Mengungkapkan masalah personal di media sosial sebenarnya juga tidak akan membuat orang merasa lebih baik pula. Dalam jurnal Cyberpsychology, Behavior and Social Networking pada Februari 2013, seorang profesor psikologi di Universitas Wisconsin-Green Bay, Ryan Martin mengamati efek pelepasan emosi di situs-situs yang diperuntukkan bagi pengguna internet yang ingin melontarkan unek-unek. Hasilnya, ia menemukan bahwa pelepasan emosi di sana hanya berefek sementara.
Alih-alih emosi mereda, orang yang membaca kembali ekspresi kemarahannya yang diunggah di internet justru cenderung makin marah. Sementara, menurut John Suler, pakar psikologi dari Rider University, keluhan-keluhan yang dilontarkan di dunia online bisa berujung pada emosi negatif di kemudian hari seperti rasa malu dan bersalah.
“Ketika orang mengoceh, itu mengarah pada perasaan malu dan bersalah karena begitu marah dan lepas kendali. Bagi banyak orang, mengomel adalah jalan buntu. Tidak ke mana-mana,” kata John, seperti yang dikutip dari PBS.
Terlebih, apa yang pernah kita bagikan ke media sosial bisa menjadi rekam jejak digital kita selamanya. Apa yang sudah kita hapus di akun media sosial kita belum tentu akan benar-benar hilang, karena kecanggihan teknologi siapapun bisa screenshot dan merekam layar.

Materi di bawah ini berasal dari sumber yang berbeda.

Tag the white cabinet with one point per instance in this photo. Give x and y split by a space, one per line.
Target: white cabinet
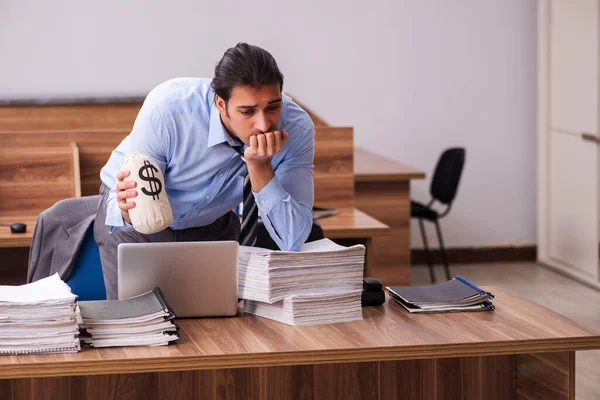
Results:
568 112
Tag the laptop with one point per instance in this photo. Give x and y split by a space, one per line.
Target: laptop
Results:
198 279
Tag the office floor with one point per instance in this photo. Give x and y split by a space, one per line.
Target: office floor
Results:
560 294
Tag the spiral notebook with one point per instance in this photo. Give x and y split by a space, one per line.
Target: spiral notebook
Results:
144 320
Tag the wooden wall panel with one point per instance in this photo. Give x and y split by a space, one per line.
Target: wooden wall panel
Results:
32 179
68 117
390 204
334 167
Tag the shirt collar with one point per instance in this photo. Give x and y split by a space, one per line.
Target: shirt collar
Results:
217 133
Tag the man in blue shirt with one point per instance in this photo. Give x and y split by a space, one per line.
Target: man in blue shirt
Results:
189 127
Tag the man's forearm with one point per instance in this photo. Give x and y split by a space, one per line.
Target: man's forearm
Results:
261 173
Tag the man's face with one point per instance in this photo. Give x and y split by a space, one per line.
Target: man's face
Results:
251 111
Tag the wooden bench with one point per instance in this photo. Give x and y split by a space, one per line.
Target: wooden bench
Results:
31 180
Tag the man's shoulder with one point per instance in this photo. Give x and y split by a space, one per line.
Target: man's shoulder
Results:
295 117
180 95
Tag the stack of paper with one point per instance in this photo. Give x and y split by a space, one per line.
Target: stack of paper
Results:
321 283
310 309
454 295
144 320
38 318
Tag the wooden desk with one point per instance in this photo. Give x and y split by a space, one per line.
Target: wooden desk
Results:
351 223
382 190
522 350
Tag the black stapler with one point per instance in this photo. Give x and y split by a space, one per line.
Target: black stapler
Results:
372 294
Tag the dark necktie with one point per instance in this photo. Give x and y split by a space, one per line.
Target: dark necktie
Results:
249 228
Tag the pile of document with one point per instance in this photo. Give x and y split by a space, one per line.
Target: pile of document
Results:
457 294
321 283
144 320
38 318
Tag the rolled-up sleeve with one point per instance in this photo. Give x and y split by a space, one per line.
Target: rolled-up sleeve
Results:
149 136
285 203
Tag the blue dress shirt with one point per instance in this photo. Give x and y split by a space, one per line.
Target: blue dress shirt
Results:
179 127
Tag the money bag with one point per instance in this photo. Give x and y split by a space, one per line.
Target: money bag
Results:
152 212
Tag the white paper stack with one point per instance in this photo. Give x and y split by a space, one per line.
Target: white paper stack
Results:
144 320
310 309
38 318
321 283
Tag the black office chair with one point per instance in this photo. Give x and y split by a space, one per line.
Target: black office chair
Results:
443 189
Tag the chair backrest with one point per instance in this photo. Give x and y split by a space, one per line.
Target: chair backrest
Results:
446 177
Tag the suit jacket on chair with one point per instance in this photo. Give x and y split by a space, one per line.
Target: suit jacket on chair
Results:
58 236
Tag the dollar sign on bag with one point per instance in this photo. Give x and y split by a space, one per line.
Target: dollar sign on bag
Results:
153 181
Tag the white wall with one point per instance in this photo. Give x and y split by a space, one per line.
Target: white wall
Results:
413 77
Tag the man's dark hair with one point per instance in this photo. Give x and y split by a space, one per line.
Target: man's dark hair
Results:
245 65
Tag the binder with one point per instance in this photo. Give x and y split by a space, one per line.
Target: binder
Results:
457 294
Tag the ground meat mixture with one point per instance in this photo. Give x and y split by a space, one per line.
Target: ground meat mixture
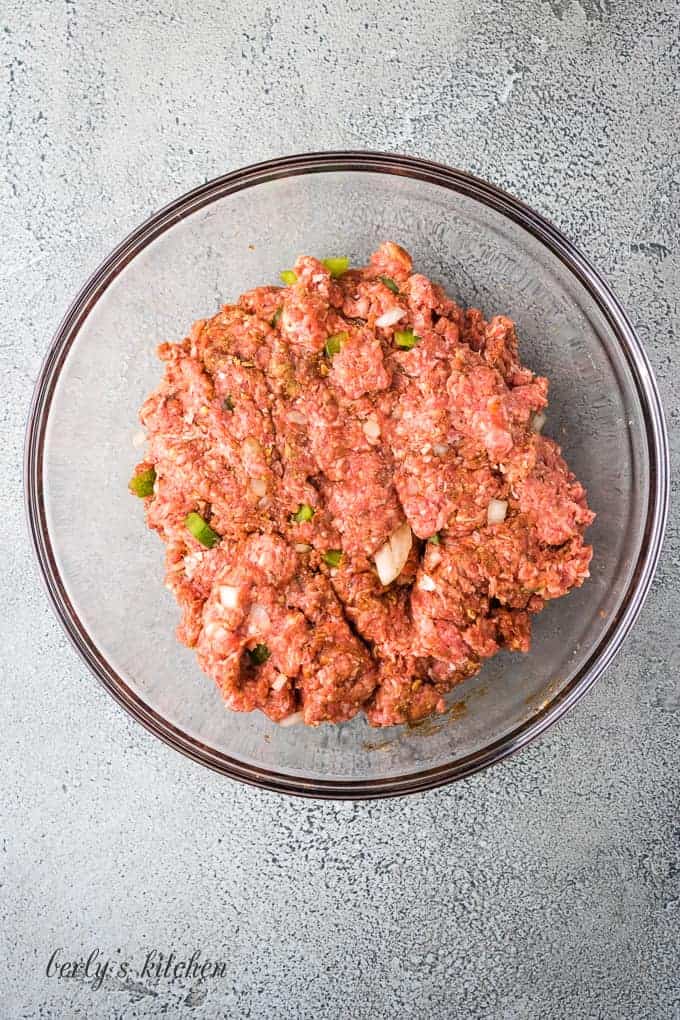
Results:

Lantas, Adakah Cara Sehat untuk Mengeluarkan Unek-unek?
Banyak tempat untuk mengutarakan emosi dari curhat yang menumpuk. Misalnya berbicara dengan orang terpercaya.
Melvi menyarankan untuk berdiskusi dengan keluarga atau sahabat terdekat dan menyatakan tujuan curhat itu sendiri ‘hanya untuk didengarkan’ atau ‘meminta masukan’.
“Lingkungan kita seperti apa? Kita punya keluarga atau sahabat bisa dipercaya gak? Kayaknya lebih baik ke mereka dulu sih. Mereka yang lebih paham kita. Kalau kita nggak ingin di judgement, bisa diomongin tujuannya curhat apa. Jadi orang nggak langsung merespon dengan penilaiannya juga,” tutur Melvi.
“Kalau mau kasih masukan ke teman kita bisa bilang ‘gimana rasanya? Kalau saya mau kasih masukan dari sudut pandang saya boleh nggak?’ kalau dia bilang ‘hanya ingin didengarkan dan belum butuh masukkan’ itu kan lebih nyaman ya,” sambungnya.
Cara sehat lainnya adalah dengan menulis ungkapan hati melalui buku diary, journalling, atau bantuan profesional sesuai bidangnya. “Misalnya kalau ada masalah keuangan, bisa konsultasi dengan konsultan keuangan,” tandas Melvi.